In light of Hartgraves v. Don Cartage Co., 63 Ill. 2d 425, 348 N.E.2d 457, and People v. Chitwood, we believe the People’s motion should be granted. Although Supreme Court Rule 329 was restrictively interpreted by a plethora of decisions to mean that an amendment of a record could not be based upon the memory of witnesses, the recollection of a judge or supporting affidavits without the production of some note or document contained in the record or minutes of the judge (see Ill. Ann. Stat., ch. 110A, par. 329, Historical and Practice Notes, at 105 (Smith-Hurd 1975)), Hartgraves and Chitwood limited this case law restriction to situations where the amendments contradict or impeach the clear contents of the record. Although Hartgraves and Chitwood made no *49specific mention of the numerous prior decisions which required some basis in the record for the amendment even where there was no contradiction or impeachment involved, we believe they, in effect, overruled those prior decisions.
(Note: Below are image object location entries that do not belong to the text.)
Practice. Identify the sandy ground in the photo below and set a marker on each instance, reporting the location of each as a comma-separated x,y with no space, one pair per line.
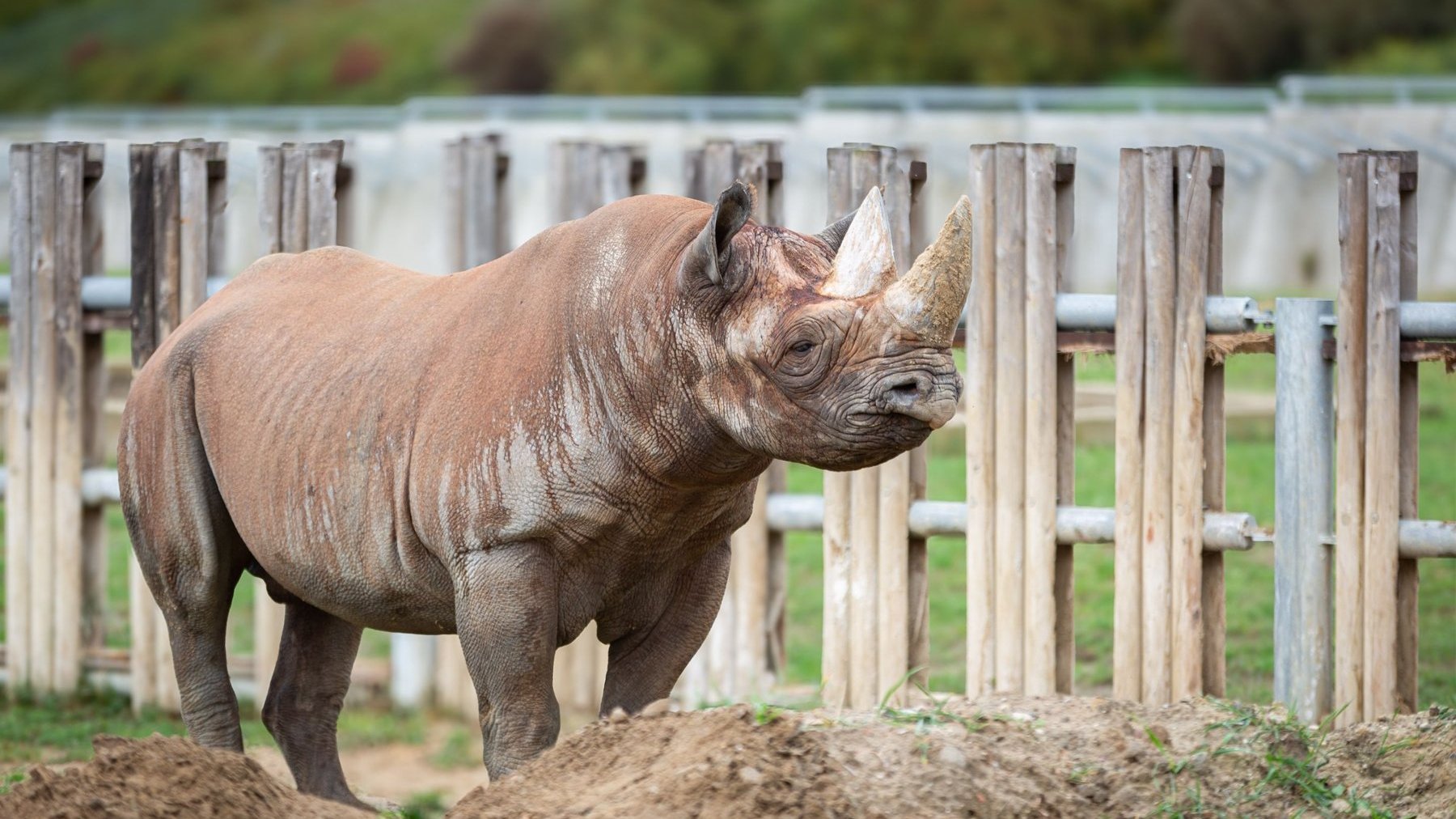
1004,757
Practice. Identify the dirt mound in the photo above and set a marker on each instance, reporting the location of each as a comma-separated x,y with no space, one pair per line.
1012,757
162,777
1005,757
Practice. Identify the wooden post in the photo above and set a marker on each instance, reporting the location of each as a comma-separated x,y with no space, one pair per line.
43,418
18,423
1159,267
1407,579
1350,422
95,446
1066,433
303,189
1011,414
143,343
1132,325
1041,420
51,223
1170,229
1019,435
1194,169
475,180
1215,618
1382,468
70,160
980,431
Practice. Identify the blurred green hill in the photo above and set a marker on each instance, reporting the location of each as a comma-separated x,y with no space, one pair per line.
382,51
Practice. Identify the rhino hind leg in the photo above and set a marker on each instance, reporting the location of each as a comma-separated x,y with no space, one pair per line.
306,694
188,550
507,618
642,666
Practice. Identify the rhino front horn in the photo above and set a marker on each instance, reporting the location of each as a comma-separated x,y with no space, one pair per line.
866,261
928,300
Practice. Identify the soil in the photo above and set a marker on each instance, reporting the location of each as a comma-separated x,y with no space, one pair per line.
1001,757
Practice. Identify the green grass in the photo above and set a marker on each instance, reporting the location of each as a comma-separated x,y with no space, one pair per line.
51,729
31,729
1250,576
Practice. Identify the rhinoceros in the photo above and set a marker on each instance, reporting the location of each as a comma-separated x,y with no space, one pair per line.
567,433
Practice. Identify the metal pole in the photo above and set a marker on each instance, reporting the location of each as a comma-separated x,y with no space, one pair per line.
1303,499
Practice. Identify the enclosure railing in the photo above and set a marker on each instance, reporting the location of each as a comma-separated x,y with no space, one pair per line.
1344,469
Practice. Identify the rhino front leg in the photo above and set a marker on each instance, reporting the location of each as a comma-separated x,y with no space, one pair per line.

Because of Hartgraves and Chitwood we believe Rule 329 should now be read to mean that courts may allow amendments where there is no basis in the record provided the amendments do not impeach or contradict the contents of the record. Should the proposed amendment involve a contradiction it will have to “be supported by something other than the ‘clear memory’ of the trial judge” (Hartgraves v. Don Cartage Co., 63 Ill. 2d 425, 432, 348 N.E.2d 457, 461), i.e., by the existence of some documents, minutes, records or quasi-records.

In the present case the proposed amended page has been certified by both the court reporter and trial court judge. This is not an instance where the amendment contradicts matters of record; rather the amendment supplies an omission of the record to speak. Was defendant, or was he not, present during the testimony of Detective Walker. The original record did not say. It now does.

We think it significant that defendant did not supply an affidavit in which he denied his presence at the indicated time. The accuracy of the amendment is not challenged. Although Rule 329 contemplates a hearing when there is a “controversy as to whether the record accurately disclosed what occurred in the trial court,” since defendant does not dispute that the original record omitted to show defendant’s presence, nor deny that he was present, there is here no controversy requiring a hearing.

Our decision to allow the People’s motion to amend the record effectively disposes of the sole issue raised in this appeal. Accordingly, we affirm the judgment of the trial court.

Affirmed.

EBERSPACHER and G. J. MORAN, JJ., concur.